Je passais l’été dans la forêt à la même époque, un milieu qui m’était familier depuis l’enfance. Mes compagnons de travail me regardaient étrangement quand ils apprenaient que j’avais publié deux livres. Ils n’arrivaient pas à comprendre pourquoi je partageais cette vie rude et exigeante avec eux.
Tous, nous agissions en prédateurs redoutables cependant. C’était la mode des coupes à blanc et j’ai du mal à avouer maintenant que j’ai contribué à raser de magnifiques pinières pour en faire des déserts.
CURIOSITÉ
Jean-Yves Soucy est rapidement fasciné par la vie de ces chasseurs qui devinent la moindre présence quand lui semble aveugle et sourd lors de ses premières grandes sorties.
Aucune construction en vue, on pourrait se croire au commencement du monde, quand l’homme n’était qu’un animal parmi les animaux, soumis comme eux aux caprices de la nature, n’ayant pas encore la prétention d’être maître de tout, de posséder la terre. D’ailleurs, quand je demande à William à qui appartient ce lac et la forêt autour, il fronce les épais sourcils au-dessus de ses paupières plissées puis rigole. — C’est une question de Blanc, ça ! La terre est à personne, c’est nous qui lui appartenons. On mange ce qu’elle nous donne, jusqu’au jour où c’est qui nous mange. (p.41)
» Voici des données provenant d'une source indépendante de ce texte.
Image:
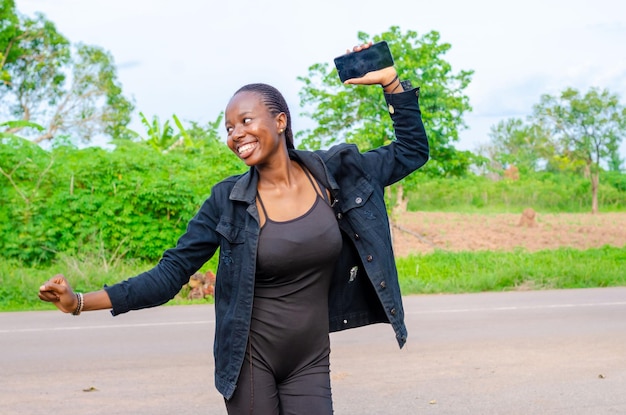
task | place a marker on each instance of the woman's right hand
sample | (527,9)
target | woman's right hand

Il se familiarise avec les ours, se grise de l’air des montagnes et le formidable silence des épinettes et des cyprès. Il peut y assouvir son goût pour la solitude, s’abandonner dans de longues promenades en canot, explorer les rivières poissonneuses. Il aime surtout lancer sa ligne dans un rapide, capturer les plus grosses prises qui vont peut-être faire sourire la belle fille qui travaille comme missionnaire au dispensaire situé un peu en retrait du village. Bien sûr, il apprend les rudiments de la langue crie, se familiarise avec la vie de ses amis de la forêt.
RÉALITÉ
Le futur écrivain découvre un regard sur le monde, une philosophie qui le fascine. Ce sera sa plus belle récompense ce savoir qui le suivra toute sa vie. Il aime discuter avec ces gens simples et sympathiques qui lui ouvrent l’esprit et lui permettent de connaître la différence et le respect.
D’autant plus qu’il peut poser toutes les questions à William qui ne se moque jamais de sa curiosité insatiable. Un homme sage qui ne cache pas son inquiétude devant l’avenir des siens. Il devine que le nomadisme ne pourra plus être la même avec les mutations qui bousculent tout autour d’eux. Son mode d’existence est menacé par une certaine sédentarisation et la vie de ses enfants est transformée. Tout change, tout est sur le point de basculer. Déjà que les jeunes disparaissent pendant des mois pour faire des études et qu’ils deviennent quasi des étrangers quand ils reviennent en touristes pour l’été.
Il n’y a plus assez d’espace, plus assez de bêtes pour vivre de la forêt comme avant. Et puis le prix des fourrures baisse constamment, ce n’est plus rentable de trapper. La situation empire, le monde des Blancs s’étend de plus en plus et gruge celui des Amérindiens. Finalement, l’école est peut-être un mal nécessaire. Il faut connaître le monde des Blancs, acquérir ce qu’ils savent pour pouvoir leur tenir tête, savoir comment négocier avec eux. Pas essayer de devenir des Blancs, mais apprendre une nouvelle façon de vivre comme Cris. (p.70)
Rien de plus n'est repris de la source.